このアルバム発表時点で、馬場俊英は40ちょっと前。それ以前の活躍を俺はほとんど知らないし、また、そんなにCDを出していないようでもある。だもんで多分遅咲きのアーティストであり、苦労人なんだろう。そんな彼の経験を綴ったらしいこの曲は庶民感覚にあふれていて、ドリフとかダブル浅野とか居酒屋でのイッキとか、30代なら思わずニヤリとさせられる歌詞がちりばめられている。
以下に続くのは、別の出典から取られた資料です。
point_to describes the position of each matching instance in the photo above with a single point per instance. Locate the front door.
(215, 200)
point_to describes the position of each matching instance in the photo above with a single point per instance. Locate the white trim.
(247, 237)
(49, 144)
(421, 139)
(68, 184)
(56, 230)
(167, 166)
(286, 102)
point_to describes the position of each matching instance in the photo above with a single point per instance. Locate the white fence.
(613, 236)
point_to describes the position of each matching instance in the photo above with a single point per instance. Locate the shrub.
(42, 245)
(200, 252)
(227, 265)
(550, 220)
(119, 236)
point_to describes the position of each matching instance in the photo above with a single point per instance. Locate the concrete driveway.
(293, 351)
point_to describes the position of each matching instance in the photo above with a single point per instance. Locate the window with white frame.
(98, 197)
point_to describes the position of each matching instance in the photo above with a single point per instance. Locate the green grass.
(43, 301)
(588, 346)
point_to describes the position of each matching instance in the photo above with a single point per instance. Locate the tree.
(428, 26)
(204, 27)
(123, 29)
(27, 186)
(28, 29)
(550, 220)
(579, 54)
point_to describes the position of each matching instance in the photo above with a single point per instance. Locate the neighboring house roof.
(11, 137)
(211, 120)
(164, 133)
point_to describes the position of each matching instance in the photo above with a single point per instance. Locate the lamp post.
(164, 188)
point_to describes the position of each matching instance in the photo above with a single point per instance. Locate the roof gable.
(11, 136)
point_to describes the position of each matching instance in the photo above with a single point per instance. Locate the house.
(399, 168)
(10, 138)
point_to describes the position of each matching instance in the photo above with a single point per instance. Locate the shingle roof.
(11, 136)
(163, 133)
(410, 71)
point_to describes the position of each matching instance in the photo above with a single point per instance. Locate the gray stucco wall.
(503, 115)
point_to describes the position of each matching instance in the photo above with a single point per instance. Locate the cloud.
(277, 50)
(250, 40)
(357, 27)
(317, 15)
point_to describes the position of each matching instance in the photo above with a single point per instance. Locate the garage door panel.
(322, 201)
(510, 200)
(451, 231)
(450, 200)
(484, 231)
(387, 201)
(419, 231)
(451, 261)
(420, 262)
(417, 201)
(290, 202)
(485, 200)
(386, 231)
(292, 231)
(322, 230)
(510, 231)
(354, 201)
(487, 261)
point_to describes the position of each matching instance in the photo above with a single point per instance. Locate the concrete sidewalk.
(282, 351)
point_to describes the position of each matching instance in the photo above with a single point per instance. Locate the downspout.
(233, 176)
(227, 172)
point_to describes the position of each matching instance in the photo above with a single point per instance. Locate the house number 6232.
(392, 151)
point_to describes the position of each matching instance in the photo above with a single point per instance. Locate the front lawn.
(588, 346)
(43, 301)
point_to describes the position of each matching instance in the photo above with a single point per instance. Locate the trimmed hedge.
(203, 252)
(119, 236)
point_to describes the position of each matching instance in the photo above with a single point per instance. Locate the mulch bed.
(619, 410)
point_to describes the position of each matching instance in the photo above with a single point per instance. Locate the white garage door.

軽快なメロディに乗って流れる彼の目を通した体験はおよそ30代の最大公約数を占める俺らの体験そのものであり、記憶の奥底から懐かしさやら甘酸っぱい何かやらを色々と引っ張り出してくれて、大いに共感してしまう。馬場俊英はあくまで自分のことを歌っているだけなのだと思うが、この歌は同時に聞く者自身つまり俺自身の歌へといつのまにか変貌してしまっているのだ。ただ決してノスタルジイに浸るだけのじめっとしたものではなく、むしろ曲調はあくまで軽快で時に力強い。

歌の中の物語は進み、懐かしい記憶は時間軸にそって次々と呼び覚まされ、つい最近の話へと至る。幼い頃頼もしく思えた両親や先生の年齢にいつしか近づき、それでも迷い、不安にかられる自分を鑑み、あの強かった大人たちも実は迷いながら生きていたのだと初めて気づく。そして、先人たちが迷い傷つきながらも人生を突き進んでいったように、自分も自分の人生を走っていくのだと、そんな気持ちが呼び起こされていく。まるで馬場俊英が俺の頭をこじ開けて記憶をなぞって歌っているかのようだ。あるいは俺自身の心が歌に誘導されているのだろうか。歌声は一層力強さを増し、歌詞と自分の気持ちがクロスして高揚し、何か得体の知れないエネルギーのようなものが沸いてくるのだ。

曲は10分に及ぶ力作だが、ややコミカルな歌詞や、テンポのよいポップな曲調は決して長いとは感じさせない。大事な誰かがいる人、親とけんかした人、仕事に疲れた人、なんとなく元気の無い人、そんな人はぜひ聞いてみて欲しい。懐かしい友人と思い出話にふけり、自分の人生を振り返るような、そんな10分間を味わえるはずだ。そして、聞き終えたその瞬間から、延々と続く先の見えない人生を再び突き進むための勇気が沸いてくることだろう。30代でなくてもおすすめ。